CL-Out® bioremediation was implemented at a confidential manufacturing site to remediate perchlorate concentrations in soil and ground water. After careful treatability testing and a source area pilot study, full-scale application of CL-Out® bioremediation reduced the perchlorate concentration in the soil by more than 99.9% and in ground water by approximately 99%. The remediation provided immediate risk reduction and mitigated potential off-site migration. Current results trend toward achieving applicable standards in soil and ground water in an accelerated timeframe.
Project Design and Implementation
Following the discovery of perchlorate in soil and ground water near a former storage area, a hydraulic extraction system was installed to contain the perchlorate ground water plume. CL-Out® bioremediation was then tested to determine applicability to remediate the site by in situ treatment and to eliminate the need for ground water containment. After a successful treatability study, a pilot study was implemented in the source area to test field applicability and to reduce concentrations in the impacted source area soil.
One of the key factors in CL-Out® cometabolism of perchlorate at this site was that CL-Out® organisms were able to reduce sequentially the oxygen and nitrate prior to perchlorate. The initial nitrate concentrations were typically much higher than the perchlorate concentrations. The perchlorate concentration did not decrease until the nitrate concentration decreased to less than the perchlorate concentration. One of the benefits of the CL-Out® organisms was this ability to utilize these different electron acceptors.

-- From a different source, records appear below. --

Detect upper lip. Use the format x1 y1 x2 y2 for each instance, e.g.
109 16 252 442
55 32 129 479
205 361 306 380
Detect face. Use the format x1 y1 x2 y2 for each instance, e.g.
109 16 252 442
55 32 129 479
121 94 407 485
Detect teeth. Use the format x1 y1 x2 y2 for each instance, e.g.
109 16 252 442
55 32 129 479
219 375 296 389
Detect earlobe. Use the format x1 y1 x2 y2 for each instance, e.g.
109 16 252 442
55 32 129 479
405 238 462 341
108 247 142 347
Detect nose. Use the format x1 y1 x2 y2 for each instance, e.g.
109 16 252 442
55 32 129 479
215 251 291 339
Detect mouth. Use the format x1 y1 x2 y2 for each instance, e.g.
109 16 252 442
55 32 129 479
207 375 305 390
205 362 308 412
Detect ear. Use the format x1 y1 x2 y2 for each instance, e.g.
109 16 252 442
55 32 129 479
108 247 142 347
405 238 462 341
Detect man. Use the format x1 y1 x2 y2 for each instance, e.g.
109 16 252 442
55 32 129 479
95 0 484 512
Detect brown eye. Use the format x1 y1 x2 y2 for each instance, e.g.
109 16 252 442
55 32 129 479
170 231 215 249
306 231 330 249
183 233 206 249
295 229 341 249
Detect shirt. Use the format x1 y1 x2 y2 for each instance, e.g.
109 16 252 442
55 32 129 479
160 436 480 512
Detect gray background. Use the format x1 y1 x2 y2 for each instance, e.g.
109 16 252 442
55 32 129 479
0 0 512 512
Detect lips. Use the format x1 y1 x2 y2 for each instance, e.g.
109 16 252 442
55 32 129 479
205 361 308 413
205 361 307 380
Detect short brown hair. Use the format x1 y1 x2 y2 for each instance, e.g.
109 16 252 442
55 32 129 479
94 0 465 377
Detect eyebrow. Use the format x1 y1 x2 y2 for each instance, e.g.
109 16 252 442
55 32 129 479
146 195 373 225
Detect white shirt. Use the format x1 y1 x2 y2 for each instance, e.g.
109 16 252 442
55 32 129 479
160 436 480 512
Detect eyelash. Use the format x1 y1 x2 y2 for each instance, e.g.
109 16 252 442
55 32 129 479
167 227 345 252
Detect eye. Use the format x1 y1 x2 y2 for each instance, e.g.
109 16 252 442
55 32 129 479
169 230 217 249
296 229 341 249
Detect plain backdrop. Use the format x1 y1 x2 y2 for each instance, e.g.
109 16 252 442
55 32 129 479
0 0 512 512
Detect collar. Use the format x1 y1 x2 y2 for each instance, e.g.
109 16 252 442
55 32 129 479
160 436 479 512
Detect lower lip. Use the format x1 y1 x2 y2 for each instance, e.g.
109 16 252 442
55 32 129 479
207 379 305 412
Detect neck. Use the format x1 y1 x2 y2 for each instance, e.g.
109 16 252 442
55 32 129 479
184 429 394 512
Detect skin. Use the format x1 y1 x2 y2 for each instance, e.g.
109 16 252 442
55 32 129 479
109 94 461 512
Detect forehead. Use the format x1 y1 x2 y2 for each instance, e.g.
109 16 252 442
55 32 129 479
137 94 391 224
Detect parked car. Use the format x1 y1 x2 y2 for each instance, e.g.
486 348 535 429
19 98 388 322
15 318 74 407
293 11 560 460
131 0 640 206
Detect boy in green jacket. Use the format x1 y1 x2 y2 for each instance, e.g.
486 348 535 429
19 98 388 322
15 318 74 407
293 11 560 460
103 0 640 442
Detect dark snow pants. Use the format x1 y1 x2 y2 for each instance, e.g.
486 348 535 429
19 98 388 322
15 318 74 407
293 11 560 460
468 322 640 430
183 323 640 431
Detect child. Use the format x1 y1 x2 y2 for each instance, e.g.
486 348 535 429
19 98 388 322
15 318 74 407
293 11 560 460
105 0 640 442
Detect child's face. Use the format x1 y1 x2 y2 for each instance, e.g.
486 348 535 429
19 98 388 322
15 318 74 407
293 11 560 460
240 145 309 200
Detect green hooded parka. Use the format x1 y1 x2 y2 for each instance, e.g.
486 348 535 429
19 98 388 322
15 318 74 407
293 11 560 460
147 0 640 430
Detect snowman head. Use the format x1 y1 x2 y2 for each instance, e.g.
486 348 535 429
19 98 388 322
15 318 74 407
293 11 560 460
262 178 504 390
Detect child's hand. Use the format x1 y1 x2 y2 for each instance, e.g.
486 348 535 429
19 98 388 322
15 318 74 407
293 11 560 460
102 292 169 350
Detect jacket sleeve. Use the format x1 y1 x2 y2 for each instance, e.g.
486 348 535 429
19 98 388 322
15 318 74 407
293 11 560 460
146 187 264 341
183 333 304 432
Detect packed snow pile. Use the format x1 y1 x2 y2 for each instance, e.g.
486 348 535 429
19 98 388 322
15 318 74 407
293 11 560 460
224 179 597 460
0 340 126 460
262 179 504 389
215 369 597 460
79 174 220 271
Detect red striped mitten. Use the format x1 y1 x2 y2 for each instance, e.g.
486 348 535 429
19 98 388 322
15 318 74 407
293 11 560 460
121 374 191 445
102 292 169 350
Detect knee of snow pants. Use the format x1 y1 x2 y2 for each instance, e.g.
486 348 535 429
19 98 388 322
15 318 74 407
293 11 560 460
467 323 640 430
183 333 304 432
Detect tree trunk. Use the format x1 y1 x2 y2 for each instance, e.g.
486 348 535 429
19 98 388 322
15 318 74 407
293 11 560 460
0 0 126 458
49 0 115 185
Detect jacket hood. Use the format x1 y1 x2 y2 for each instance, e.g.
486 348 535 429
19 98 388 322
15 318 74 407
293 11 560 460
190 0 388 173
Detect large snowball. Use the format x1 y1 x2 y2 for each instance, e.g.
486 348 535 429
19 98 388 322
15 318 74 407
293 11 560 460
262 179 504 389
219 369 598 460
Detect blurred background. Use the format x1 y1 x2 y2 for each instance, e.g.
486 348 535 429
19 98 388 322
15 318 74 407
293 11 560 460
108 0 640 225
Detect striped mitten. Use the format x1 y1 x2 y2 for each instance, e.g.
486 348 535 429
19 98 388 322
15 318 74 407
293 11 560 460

The source area soil was treated with the application of CL-Out® through a surface infiltration system. Five to 10 gallons of CL-Out® was applied through a percolation trench three times and allowed to seep through 30 cubic yards of impacted soil. An extraction well recovered the ground water. After six months the perchlorate concentration in the source area soils were reduced from 1,800 mg/kg to 8 mg/kg and to 0.35 mg/kg after 8 months.
Ground water samples taken from the source area extraction well showed a decrease in perchlorate concentrations during the soil treatment. Prior to the soil treatment the extracted ground water had a perchlorate concentration of 0.3 mg/L. At 6 months the perchlorate concentration in ground water decreased to 0.2 mg/L. After 8 months, the perchlorate concentration decreased to 0.1 mg/L. These results confirmed that the perchlorate was destroyed in situ and not flushed from the soil.
After successful source treatment, CL-Out® bioremediation was initiated in the ground water plume. Perchlorate is present in both an unconsolidated overburden aquifer and bedrock aquifer. The perchlorate plume is approximately 3 acres with a maximum detected concentration greater than 300 mg/L. High nitrate concentrations were associated with the high perchlorate concentrations. The aquifer is aerobic with high dissolved oxygen levels in both the overburden and bedrock aquifers. The application of CL-Out® cometabolism first reduced the oxygen and nitrate prior to reducing the perchlorate. The ground water pH was low and required buffering to prevent potential microbial growth limitations.
The aquifer amendments and bioaugmentation solution were introduced into the aquifer through temporary injection wells in lines at key locations perpendicular to the ground water flow. Before the bioaugmentation, a weak base was added to buffer the ground water pH. Then, CL-Out® microbes were injected in the aquifer in a solution with dextrose as a cometabolic substrate.
The unconsolidated aquifer was inoculated with CL-Out® through nine injection points near the plume front and seven injection points down gradient from the source area. Twenty-five to 110 gallons of CL-Out® were injected near the source area in three events between July and November 2012. One hundred total gallons of CL-Out® were injected near the plume front between August and November 2012.
Ground water in bedrock was treated by inoculation with CL-Out® at one injection point on three occasions. The inoculation volume was 25, 7 then 5 gallons in November 2012, June and July 2013.
Periodic post–treatment ground water samples were taken from several monitoring wells to track the progress of bioremediation and to monitor the microbial population and growth conditions. In eight months, the perchlorate concentration in the unconsolidated aquifer was reduced from 128 mg/L to 3.4 mg/L immediately down gradient of the source area and from 220 mg/L to 39 mg/L farther down gradient. The perchlorate concentration near the first set of plume injection points decreased from 100 to <1.0 mg/L. At the plume front the perchlorate concentration decreased from 10 to 5.0 mg/L. The perchlorate concentration in the bedrock decreased from an average of 5 mg/L pretreatment to <0.3 mg/L.
As the perchlorate was removed, the CL-Out® microbes also removed the nitrate. Down gradient of the source area the nitrate concentration decreased from 105 mg/L to <1.0 mg/L. Farther down gradient the nitrate concentration decreased from 200 mg/L to 5 mg/L.
Field application of CL-Out® has rapidly reduced mass and concentrations by orders of magnitude, achieving plume containment and significant savings over hydraulic containment and ex-situ treatment. The remediation is in progress, but these early results confirm the successful application of CL-Out® bioremediation to high concentrations of perchlorate.